G. Jan Wiegers^2,*, Ilona E. M. Stec^*, Wolfgang E. F. Klinkert and Johannes M. H. M. Reul^3,*

^* Section of Neuroimmunoendocrinology, Max Planck Institute of Psychiatry, Munich, Germany; and Department of Neuroimmunology, Max Planck Institute of Neurobiology, Martinsried, Germany

CD4 serves as a coreceptor during Ag recognition by the TCR. This interaction results in a marked increase in the sensitivity of a T cell to Ag presented by MHC class II molecules. Here we report that activation of T cells either by plate-bound mAb (anti-TCR, anti-CD3) or soluble activators (staphylococcal enterotoxin A, Con A) is associated with an (up to 3-fold) increase in CD4 cell surface expression on CD25⁺ cells, which was maximal after 72–96 h. Incubation with the glucocorticoid hormone corticosterone (CORT) shifted the enhancement of CD4 expression to a point about 24 h earlier than that observed in control cultures. In parallel, the proliferative response of these CORT-treated cells was profoundly enhanced.
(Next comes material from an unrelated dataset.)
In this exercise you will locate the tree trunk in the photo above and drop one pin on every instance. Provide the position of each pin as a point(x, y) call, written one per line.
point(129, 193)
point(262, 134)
An involvement of increased CD4 expression in this enhanced proliferative response was evidenced by the observation that T cell proliferation in CORT-treated cultures was much less sensitive to inhibition by an inhibitory, nondepleting anti-CD4 mAb than that in control cultures. TCR down-regulation was, however, not affected by CORT. Thus, based on this study and previous reports we propose that both TCR-mediated signals and glucocorticoids are important physiological regulators of CD4 expression. In addition, these findings may be of significance for the sensitivity of CD4⁺ cells to HIV infection upon T cell activation, as the efficacy of primary patient HIV entry depends on the level of surface CD4.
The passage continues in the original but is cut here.